Thursday 11 June 2009

Worse IT service in the city than the country

I've just had an interesting story told to me by a co-worker who used to work in a more isolated situation. Their IT support was outsourced to a specialist company, and he was particularly impressed by the level of service they gave to their printers. Every morning someone would be around to load them with paper, he says, and again at lunchtime for the heavily-used ones. If one of them broke, there was a backup next to it, but the failure meant flying someone in to physically fix it.

Here in the middle of Brisbane's business district, we have less reliable printers and slower service. Why? My first impression is that when the location is remote, and particularly when failure means paying for a flight, the cost of failure is higher, so it pays them to provide better preventative maintenance.

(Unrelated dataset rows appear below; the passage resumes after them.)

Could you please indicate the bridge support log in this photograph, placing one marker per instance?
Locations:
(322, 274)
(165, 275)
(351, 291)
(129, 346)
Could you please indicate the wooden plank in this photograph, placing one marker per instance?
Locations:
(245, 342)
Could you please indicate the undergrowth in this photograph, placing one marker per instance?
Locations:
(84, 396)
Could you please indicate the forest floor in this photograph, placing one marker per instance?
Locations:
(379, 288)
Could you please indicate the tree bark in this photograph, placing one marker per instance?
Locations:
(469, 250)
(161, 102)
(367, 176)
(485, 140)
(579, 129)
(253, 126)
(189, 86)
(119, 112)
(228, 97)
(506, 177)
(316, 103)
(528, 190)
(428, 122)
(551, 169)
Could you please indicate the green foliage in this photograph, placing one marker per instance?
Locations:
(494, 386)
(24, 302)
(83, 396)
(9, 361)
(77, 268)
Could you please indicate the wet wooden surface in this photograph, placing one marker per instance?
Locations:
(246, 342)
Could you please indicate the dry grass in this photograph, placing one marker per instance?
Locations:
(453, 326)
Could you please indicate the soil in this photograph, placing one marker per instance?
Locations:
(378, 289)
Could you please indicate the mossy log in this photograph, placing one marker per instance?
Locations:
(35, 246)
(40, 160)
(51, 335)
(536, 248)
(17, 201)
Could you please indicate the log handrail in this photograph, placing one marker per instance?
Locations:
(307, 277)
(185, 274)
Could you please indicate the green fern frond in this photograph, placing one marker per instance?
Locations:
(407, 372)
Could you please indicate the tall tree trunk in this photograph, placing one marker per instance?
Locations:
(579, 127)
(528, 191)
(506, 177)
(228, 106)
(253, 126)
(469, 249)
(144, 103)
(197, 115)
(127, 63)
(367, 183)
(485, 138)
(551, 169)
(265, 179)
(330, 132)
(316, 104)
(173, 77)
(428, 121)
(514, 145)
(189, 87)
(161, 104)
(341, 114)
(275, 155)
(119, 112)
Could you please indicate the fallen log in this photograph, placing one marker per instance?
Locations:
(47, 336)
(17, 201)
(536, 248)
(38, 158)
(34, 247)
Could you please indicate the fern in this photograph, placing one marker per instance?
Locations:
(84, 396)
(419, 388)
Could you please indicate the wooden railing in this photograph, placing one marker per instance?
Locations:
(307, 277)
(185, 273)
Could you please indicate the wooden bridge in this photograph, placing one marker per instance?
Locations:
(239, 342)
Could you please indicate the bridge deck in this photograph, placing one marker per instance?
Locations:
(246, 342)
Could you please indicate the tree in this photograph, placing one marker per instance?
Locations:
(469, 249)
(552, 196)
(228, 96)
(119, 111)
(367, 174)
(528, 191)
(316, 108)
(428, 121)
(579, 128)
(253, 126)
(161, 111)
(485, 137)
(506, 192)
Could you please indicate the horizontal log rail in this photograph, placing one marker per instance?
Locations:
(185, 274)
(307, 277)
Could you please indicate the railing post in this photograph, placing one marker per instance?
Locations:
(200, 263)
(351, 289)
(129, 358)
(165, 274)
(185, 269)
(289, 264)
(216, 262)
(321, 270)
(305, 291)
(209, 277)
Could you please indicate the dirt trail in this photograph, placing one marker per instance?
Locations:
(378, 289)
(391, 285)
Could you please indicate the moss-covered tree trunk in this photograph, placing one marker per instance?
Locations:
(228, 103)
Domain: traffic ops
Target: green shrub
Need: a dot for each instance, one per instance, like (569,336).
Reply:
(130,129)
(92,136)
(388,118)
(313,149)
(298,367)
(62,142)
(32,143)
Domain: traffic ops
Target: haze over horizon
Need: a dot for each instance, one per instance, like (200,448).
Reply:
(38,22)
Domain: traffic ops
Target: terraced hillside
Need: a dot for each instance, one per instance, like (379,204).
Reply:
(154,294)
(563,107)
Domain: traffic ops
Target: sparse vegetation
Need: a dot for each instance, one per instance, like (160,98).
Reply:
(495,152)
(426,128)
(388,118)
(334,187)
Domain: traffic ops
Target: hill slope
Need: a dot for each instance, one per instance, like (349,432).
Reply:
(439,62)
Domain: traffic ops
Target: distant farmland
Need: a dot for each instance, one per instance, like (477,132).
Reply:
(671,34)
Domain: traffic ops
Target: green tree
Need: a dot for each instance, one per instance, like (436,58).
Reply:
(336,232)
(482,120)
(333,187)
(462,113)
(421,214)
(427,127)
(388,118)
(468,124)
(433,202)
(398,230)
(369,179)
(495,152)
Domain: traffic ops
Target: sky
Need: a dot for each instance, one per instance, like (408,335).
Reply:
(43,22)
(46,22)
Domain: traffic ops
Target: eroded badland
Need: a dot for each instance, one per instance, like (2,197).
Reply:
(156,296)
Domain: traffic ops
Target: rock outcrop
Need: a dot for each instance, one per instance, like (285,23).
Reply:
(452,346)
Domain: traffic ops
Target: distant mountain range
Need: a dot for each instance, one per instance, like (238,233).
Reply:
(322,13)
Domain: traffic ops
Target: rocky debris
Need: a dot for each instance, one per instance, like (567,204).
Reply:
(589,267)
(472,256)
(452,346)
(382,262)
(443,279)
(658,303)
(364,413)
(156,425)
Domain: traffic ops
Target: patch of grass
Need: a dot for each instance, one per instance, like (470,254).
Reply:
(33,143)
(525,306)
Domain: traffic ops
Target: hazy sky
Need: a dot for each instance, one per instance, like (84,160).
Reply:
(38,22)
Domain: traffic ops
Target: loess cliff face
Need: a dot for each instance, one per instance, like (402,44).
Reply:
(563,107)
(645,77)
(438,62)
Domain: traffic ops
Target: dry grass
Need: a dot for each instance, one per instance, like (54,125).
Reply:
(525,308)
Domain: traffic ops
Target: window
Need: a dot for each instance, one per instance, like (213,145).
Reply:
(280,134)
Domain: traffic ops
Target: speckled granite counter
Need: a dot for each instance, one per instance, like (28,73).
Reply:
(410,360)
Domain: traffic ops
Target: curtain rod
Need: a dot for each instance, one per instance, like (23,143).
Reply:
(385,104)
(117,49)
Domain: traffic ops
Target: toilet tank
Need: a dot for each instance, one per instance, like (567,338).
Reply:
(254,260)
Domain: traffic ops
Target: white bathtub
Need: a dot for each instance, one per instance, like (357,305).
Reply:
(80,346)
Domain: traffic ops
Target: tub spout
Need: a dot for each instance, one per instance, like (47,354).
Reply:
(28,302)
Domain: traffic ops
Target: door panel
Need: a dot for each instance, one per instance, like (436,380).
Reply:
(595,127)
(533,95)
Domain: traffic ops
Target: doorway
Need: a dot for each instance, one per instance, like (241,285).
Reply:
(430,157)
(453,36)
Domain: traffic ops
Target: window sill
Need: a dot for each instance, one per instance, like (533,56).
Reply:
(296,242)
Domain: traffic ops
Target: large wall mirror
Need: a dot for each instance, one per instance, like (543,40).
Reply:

In the city, the cost of failure is lower, because six people are within walking distance of fixing that printer, so up-front preventative measures are not as valuable, but just as expensive.

Mokalus of Borg

PS - That's my impression, anyway.
PPS - The reality may be vastly different.

2 comments:

Erin Marie said...

That still doesn't explain why it takes so long for service people to make it to the city office.

Higher density of equipment in a smaller area? If they know it's going to break down, why not employ the right amount of people? Or make their product quality better?

I'm not against rural communities having good service, but when my business is likely to be providing more business but is receiving less quality service, something is going wrong.

John said...

I admit this doesn't explain why service takes longer in the city than the country, but it might explain the mindset behind the cause. It's closer and more convenient to fix, so it doesn't seem as urgent. Maybe?